Hi VJesus12,
There are a couple of different ways to approach this question, but you should pay attention to the answer choices - they provide a big potential 'shortcut' here (notice that 4 of the answers are LESS than 50%).
The question asks for the probability that (A-B) is NOT divisible by 3. To start, it's important to note that MOST integers are NOT divisible by 3, and since (A-B) will be an integer, it's likely that the correct answer is going to be greater than 50%. That having been said, here's how you can do a bit of work to prove it.
The real issue here is how A and B 'relate' to one another. We're dealing with distinct integers from 1-20, inclusive. As an example...

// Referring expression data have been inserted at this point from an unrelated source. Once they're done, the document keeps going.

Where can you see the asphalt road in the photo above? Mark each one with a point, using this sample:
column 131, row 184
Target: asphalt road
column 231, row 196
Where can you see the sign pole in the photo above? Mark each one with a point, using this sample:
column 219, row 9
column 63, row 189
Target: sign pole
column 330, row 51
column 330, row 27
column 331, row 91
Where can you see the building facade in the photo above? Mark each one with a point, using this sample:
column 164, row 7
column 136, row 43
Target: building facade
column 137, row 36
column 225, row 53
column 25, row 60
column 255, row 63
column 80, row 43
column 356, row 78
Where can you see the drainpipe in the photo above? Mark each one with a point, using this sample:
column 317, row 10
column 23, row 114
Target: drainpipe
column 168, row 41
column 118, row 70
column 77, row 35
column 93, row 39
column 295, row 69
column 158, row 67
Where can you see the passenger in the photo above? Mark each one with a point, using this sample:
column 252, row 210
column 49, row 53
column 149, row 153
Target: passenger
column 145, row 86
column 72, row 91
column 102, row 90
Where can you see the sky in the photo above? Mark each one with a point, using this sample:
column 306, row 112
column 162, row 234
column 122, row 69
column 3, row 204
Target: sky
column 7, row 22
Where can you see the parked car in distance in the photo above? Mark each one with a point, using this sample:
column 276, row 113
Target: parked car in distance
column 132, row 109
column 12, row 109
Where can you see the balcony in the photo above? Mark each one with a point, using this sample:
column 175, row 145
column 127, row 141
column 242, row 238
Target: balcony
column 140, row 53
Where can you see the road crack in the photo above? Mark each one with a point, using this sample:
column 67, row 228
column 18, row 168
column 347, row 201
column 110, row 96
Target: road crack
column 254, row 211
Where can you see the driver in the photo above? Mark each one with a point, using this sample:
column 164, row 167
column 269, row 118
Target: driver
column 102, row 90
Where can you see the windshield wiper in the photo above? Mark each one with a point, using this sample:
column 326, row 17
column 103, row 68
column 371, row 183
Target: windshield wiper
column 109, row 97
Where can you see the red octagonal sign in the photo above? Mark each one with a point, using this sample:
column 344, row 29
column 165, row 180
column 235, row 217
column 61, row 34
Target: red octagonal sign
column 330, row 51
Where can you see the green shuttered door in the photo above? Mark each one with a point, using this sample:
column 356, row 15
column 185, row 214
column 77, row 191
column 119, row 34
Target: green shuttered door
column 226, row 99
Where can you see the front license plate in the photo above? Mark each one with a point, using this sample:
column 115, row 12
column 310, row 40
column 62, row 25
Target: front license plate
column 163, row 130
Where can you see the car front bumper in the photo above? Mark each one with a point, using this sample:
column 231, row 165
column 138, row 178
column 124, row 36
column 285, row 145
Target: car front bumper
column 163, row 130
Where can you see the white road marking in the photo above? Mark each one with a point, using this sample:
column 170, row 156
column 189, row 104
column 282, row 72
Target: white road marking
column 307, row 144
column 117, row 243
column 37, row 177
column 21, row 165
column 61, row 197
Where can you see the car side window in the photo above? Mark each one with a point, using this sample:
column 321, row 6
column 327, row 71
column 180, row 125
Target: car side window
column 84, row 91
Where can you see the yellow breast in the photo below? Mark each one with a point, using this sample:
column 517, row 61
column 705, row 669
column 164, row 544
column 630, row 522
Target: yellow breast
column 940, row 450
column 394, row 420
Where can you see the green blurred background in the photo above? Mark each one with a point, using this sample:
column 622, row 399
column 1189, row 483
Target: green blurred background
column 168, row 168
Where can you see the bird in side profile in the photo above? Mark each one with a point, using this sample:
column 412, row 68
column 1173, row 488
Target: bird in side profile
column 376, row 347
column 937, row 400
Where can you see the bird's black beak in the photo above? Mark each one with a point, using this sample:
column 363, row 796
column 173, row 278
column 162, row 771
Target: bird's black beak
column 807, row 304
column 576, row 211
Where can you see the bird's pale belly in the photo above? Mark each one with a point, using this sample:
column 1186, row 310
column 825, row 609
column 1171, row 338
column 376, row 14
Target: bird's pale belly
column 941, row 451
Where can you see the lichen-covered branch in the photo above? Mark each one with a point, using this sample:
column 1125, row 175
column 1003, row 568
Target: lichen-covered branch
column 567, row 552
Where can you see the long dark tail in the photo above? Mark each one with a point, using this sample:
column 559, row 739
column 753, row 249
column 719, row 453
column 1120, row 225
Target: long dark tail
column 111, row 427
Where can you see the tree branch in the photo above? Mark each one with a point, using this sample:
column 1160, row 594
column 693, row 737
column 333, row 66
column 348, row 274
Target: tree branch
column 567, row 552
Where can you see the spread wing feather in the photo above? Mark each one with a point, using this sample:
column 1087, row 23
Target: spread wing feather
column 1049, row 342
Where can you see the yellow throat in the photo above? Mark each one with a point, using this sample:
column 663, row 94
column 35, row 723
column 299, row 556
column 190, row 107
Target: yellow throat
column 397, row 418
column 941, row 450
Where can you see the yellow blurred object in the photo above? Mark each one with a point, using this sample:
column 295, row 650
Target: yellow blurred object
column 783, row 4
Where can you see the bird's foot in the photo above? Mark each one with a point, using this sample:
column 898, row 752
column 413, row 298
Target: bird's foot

IF... A=20, then for (A-B) to be divisible by 3, B would have to be one of the following: 17, 14, 11, 8, 5 or 2. That's only 6 of the 19 possible options. 6/19 is about 1/3, so about 2/3 of the options would NOT lead to a result that was divisible by 3.
You can also take a look at a value of A that IS a multiple of 3....
IF... A=18, then for (A-B) to be divisible by 3, B would have to be one of the following: 15, 12, 9, 6 or 3. That's only 5 of the 19 possible options. 5/19 is less than 1/3, so over 2/3 of the options would NOT lead to a result that was divisible by 3.
Thus, regardless of the value that you pick for A, the limited number of options for B mean that MOST of the values for (A-B) will NOT be divisible by 3. The correct answer would have to be far greater than 50%, and there's only one answer that fits....
Final Answer: E
GMAT assassins aren't born, they're made,
Rich